Setelah sampai pria paruh baya itu nampak menghempaskan bobot tubuhnya di sebuah sofa.
"Tuan Martin....." William mulai membuka suaranya namun ayah mertuanya itu langsung memotongnya.
"Apa pantas memanggil ayah mertuamu seperti itu ?" ucapnya yang langsung membuat William nampak mengangkat sudut bibirnya membentuk sebuah senyuman tipis.
"Dad...." lidah William terasa kaku padahal panggilan itu adalah impiannya sejak ia di pungut oleh pria itu dari jalanan puluhan tahun yang lalu.
"Ya begitu lebih baik." Martin nampak menerbitkan senyum tipisnya, namun pria itu langsung berdehem lalu kembali memasang wajah datarnya.
"Kita sama-sama bersalah dan ku rasa tak ada yang harus meminta maaf." sambung pria yang tak lagi muda itu, kegagahannya nampak di makan usia namun sifat gengsinya tak pernah pudar.
"Semua sudah berlalu Dad, lebih baik kita jalani yang ada di depan kita." sahut William, pria itu sudah membuang jauh dendam serta amarah pada ayah mertuanya itu.
"Tentu saja, aku yakin kamu mampu menggantikan ku untuk menjaga putriku meski kau tak sebaik aku saat menjaganya." ucap Martin.
"Dad..." Merry ingin menyela tapi William langsung menggelengkan kepalanya.
"Daddy akan tetap menjadi yang terbaik untuk Merry dan aku janji akan menjaga putri Daddy dengan segenap jiwaku." ucapnya kemudian.
Beberapa hari setelah itu William membawa Martin ke mansion pria itu di California, ayah mertuanya itu memutuskan untuk kembali ke rumahnya di mana selama ini di biarkan terbengkalai.
Kini pria tua itu mulai berdamai dengan masa lalunya dan ingin memulai hidup barunya yang lebih tenang di sana.
"Kalian yakin tidak ingin tinggal di sini ?" tawar Sera pada anak dan menantunya itu.
"Harusnya kalian yang ikut kami." potong William.
"Tidak, Daddy akan tetap di sini." timpal Martin.
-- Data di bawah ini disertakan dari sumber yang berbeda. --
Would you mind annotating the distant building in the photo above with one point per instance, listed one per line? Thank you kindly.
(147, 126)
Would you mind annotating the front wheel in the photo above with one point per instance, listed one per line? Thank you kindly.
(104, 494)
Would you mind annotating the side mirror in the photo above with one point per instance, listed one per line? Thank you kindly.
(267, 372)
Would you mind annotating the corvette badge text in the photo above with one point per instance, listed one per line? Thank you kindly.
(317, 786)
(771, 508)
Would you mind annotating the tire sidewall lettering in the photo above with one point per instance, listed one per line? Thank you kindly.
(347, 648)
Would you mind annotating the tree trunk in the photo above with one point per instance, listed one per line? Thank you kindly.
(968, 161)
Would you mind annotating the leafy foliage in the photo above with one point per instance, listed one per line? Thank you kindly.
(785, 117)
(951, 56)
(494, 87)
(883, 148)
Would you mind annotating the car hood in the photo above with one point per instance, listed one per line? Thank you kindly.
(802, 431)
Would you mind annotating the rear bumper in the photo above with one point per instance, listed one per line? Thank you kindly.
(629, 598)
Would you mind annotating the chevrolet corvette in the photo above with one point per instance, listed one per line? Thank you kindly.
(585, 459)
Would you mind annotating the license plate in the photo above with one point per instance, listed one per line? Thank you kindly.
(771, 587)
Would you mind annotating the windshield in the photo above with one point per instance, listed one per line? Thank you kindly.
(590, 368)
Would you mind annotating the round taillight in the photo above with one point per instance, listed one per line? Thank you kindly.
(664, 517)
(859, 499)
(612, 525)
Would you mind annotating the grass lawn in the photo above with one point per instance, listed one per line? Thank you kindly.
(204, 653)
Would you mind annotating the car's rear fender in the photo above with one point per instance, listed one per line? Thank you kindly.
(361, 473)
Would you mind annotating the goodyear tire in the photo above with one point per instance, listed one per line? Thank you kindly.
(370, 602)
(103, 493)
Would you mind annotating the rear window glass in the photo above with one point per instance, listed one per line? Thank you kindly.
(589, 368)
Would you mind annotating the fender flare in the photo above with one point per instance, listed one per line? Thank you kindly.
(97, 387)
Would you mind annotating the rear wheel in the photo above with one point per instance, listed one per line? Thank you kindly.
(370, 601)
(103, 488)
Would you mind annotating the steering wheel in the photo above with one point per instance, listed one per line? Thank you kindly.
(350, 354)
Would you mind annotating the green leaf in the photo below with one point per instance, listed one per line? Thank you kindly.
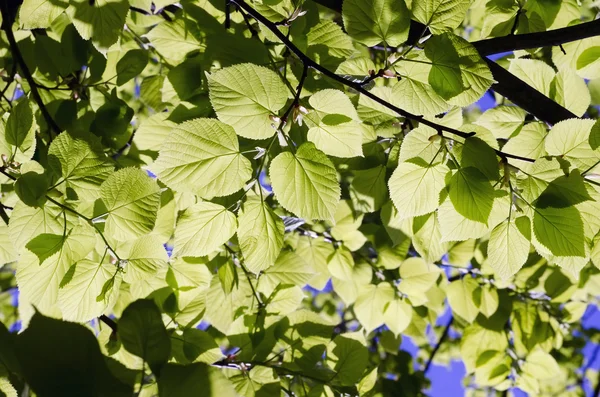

"Kalian pasti akan kesepian di sini." Merry rasanya sedih meninggalkan mereka.
"Kami akan menghabiskan waktu untuk berkebun di belakang, sesuai impian kami sejak dulu." timpal Sera, wanita paruh baya itu ingin mengenang masa lalunya dengan sang suami di mana saat itu benih-benih cinta keduanya mulai tumbuh.
"Baiklah, aku janji setiap saat akan datang kesini menemui kalian." Merry nampak tak tega meninggalkan orang tuanya di rumah masa kecilnya itu, di mana di sana pernah ada kebahagiaan, kesedihan bahkan peristiwa mengerikan yang mulai merubah takdir mereka.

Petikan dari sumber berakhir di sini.